There’s a lot more to be said about both points. One salient issue on the second point is that the anti-war movement was not explicitly or mainly anti-imperialist. But some people argued for anti-imperialism within the movement and even went too far in thinking that an anti-imperialist revolution was imminent.
What are your hopes for American left? Can it ever come together as it once did and have the effect it did? What do you say to university activists and concerned citizens who must face this task, namely, the task of taking down the American empire?
It’s my belief (but I can’t prove it) that the US ruling class represented by the clique currently in power will continue to overplay their hand, as they have already in Vietnam and Iraq (but not in Central America, where their victory was conclusive, due to the strategy of using surrogate troops and not using US troops).

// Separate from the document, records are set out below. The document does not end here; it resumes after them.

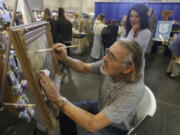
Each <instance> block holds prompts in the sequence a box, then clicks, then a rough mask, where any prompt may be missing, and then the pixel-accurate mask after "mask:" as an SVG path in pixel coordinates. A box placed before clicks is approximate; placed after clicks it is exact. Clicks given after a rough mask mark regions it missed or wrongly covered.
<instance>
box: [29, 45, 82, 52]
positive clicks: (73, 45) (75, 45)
mask: <svg viewBox="0 0 180 135" xmlns="http://www.w3.org/2000/svg"><path fill="white" fill-rule="evenodd" d="M78 46H79V45H72V46H64V47H62V48H74V47H78ZM52 50H53V48H48V49H41V50H36V51H28V53H39V52H47V51H52Z"/></svg>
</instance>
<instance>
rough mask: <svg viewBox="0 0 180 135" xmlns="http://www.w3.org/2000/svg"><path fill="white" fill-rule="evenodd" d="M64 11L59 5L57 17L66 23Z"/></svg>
mask: <svg viewBox="0 0 180 135" xmlns="http://www.w3.org/2000/svg"><path fill="white" fill-rule="evenodd" d="M64 13H65V11H64V8H62V7H60V8H59V10H58V19H61V20H62V22H63V23H64V24H67V19H66V17H65V15H64Z"/></svg>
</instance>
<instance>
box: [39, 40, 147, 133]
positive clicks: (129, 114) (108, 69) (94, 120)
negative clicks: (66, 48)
mask: <svg viewBox="0 0 180 135" xmlns="http://www.w3.org/2000/svg"><path fill="white" fill-rule="evenodd" d="M63 46H64V45H62V44H56V45H55V46H54V48H53V50H54V51H53V53H54V55H55V57H56V58H57V59H58V60H60V61H61V62H63V63H64V64H66V65H67V66H69V67H71V68H72V69H73V70H75V71H77V72H80V73H87V74H88V73H95V74H104V80H103V82H102V86H101V88H100V91H99V98H98V101H95V100H89V101H83V102H79V103H74V104H72V103H71V102H69V101H68V100H67V99H66V98H64V97H63V96H62V95H61V94H60V93H59V92H58V91H57V90H56V87H55V84H54V82H52V81H51V80H50V79H49V78H48V77H47V76H46V75H44V73H40V82H41V85H42V87H43V88H44V90H45V93H46V95H47V97H48V98H49V100H51V101H52V102H53V103H55V104H56V105H57V106H58V107H59V108H60V110H61V111H62V112H61V113H60V116H59V118H60V128H61V129H60V131H61V135H77V131H76V125H75V122H76V123H77V124H79V125H80V126H82V127H83V128H85V129H86V130H87V131H88V133H87V134H88V135H126V134H127V132H128V130H129V129H130V128H131V127H132V126H133V125H132V124H133V118H134V116H135V112H136V108H137V105H138V104H139V102H140V100H141V99H142V97H143V95H144V90H145V86H144V83H143V80H142V79H141V66H142V50H141V47H140V46H139V45H138V43H137V42H136V41H132V40H128V39H121V40H119V41H117V42H115V43H114V44H113V45H112V46H111V47H110V48H109V50H108V52H107V54H106V55H105V56H104V57H103V60H101V61H98V62H95V63H83V62H81V61H79V60H75V59H72V58H70V57H68V56H67V54H66V50H65V49H63V48H62V47H63Z"/></svg>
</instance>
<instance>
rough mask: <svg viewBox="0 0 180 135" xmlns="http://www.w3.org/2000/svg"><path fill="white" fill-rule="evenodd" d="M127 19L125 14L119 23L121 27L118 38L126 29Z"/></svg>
mask: <svg viewBox="0 0 180 135" xmlns="http://www.w3.org/2000/svg"><path fill="white" fill-rule="evenodd" d="M126 20H127V16H126V15H124V16H123V18H122V21H121V24H120V25H119V29H118V38H119V37H121V36H122V34H123V33H124V30H125V25H126Z"/></svg>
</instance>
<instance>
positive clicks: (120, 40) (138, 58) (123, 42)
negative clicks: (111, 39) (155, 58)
mask: <svg viewBox="0 0 180 135" xmlns="http://www.w3.org/2000/svg"><path fill="white" fill-rule="evenodd" d="M117 42H118V43H119V44H120V45H121V46H123V47H125V48H126V49H127V50H129V52H130V53H129V54H128V55H126V56H124V58H123V64H124V65H132V66H133V70H132V71H131V72H130V73H128V74H127V76H126V77H125V81H127V82H131V83H133V82H137V81H139V80H140V79H141V77H142V75H141V67H142V49H141V47H140V45H139V44H138V43H137V42H136V41H134V40H129V39H126V38H121V39H120V40H118V41H117Z"/></svg>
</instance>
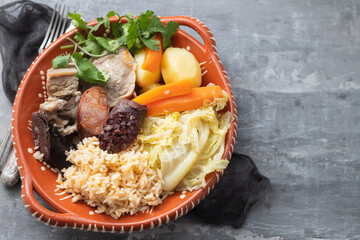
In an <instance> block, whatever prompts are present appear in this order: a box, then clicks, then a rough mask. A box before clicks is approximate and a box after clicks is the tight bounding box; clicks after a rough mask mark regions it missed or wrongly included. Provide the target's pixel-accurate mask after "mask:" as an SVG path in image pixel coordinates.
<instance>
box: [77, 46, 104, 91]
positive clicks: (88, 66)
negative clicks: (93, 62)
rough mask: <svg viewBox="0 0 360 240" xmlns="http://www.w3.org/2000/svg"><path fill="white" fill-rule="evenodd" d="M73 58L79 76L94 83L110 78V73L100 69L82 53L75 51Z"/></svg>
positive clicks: (92, 82)
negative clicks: (83, 55) (83, 54)
mask: <svg viewBox="0 0 360 240" xmlns="http://www.w3.org/2000/svg"><path fill="white" fill-rule="evenodd" d="M71 60H72V61H73V62H74V63H75V67H76V69H77V73H76V76H77V77H78V78H80V79H82V80H84V81H86V82H89V83H94V84H99V83H106V82H107V80H108V79H109V74H107V73H106V72H105V71H99V70H98V69H97V68H96V67H95V65H94V64H92V63H91V62H90V61H89V59H87V58H84V57H83V56H82V55H81V54H80V53H78V52H75V53H73V54H72V56H71Z"/></svg>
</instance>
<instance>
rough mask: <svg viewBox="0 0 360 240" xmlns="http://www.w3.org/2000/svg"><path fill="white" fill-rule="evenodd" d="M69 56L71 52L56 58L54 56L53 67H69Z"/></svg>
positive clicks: (51, 62) (60, 55)
mask: <svg viewBox="0 0 360 240" xmlns="http://www.w3.org/2000/svg"><path fill="white" fill-rule="evenodd" d="M69 58H70V54H68V55H65V56H61V55H59V56H57V57H56V58H54V59H53V60H52V62H51V63H52V68H64V67H67V66H68V64H69Z"/></svg>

They may invade Iran, causing a severe manpower shortage. They may reinstitute a draft (though they will do everything they can to avoid it). If they do, young people and their families will be in the streets instantly.
But knowing this, they may just enlist large numbers of immigrants or foreign troops, with significant inducements such as imperial citizenship. So we can’t bank on a draft, though of course I welcome one.
Meanwhile, a counter-culture may be growing up among young people under the corporate and media radar. It might erupt quickly in the form of anti-authoritiarianism and anti-war sentiments, I don’t know. I just sense it. So young people such as yourself should be organizing now among other young people, explaining the system, preaching opposition to the war and the internal repression surrounding the war.
Somebody’s got to be doing this.
The form it should take I don’t know. I suspect cultural forms are important, such as music and dance and film and poetry. Also, I think this movement of young people should be explicitly non-violent both for moral but also for practical reasons: nothing else has a chance of success. It should postulate a goal of a progressive majority in our (your) lifetime. And it should work along many lines, such as cultural events, protests in the streets and in institutions such as schools, and in the electoral realm.
That’s my thinking. I could be totally wrong so don’t quote me.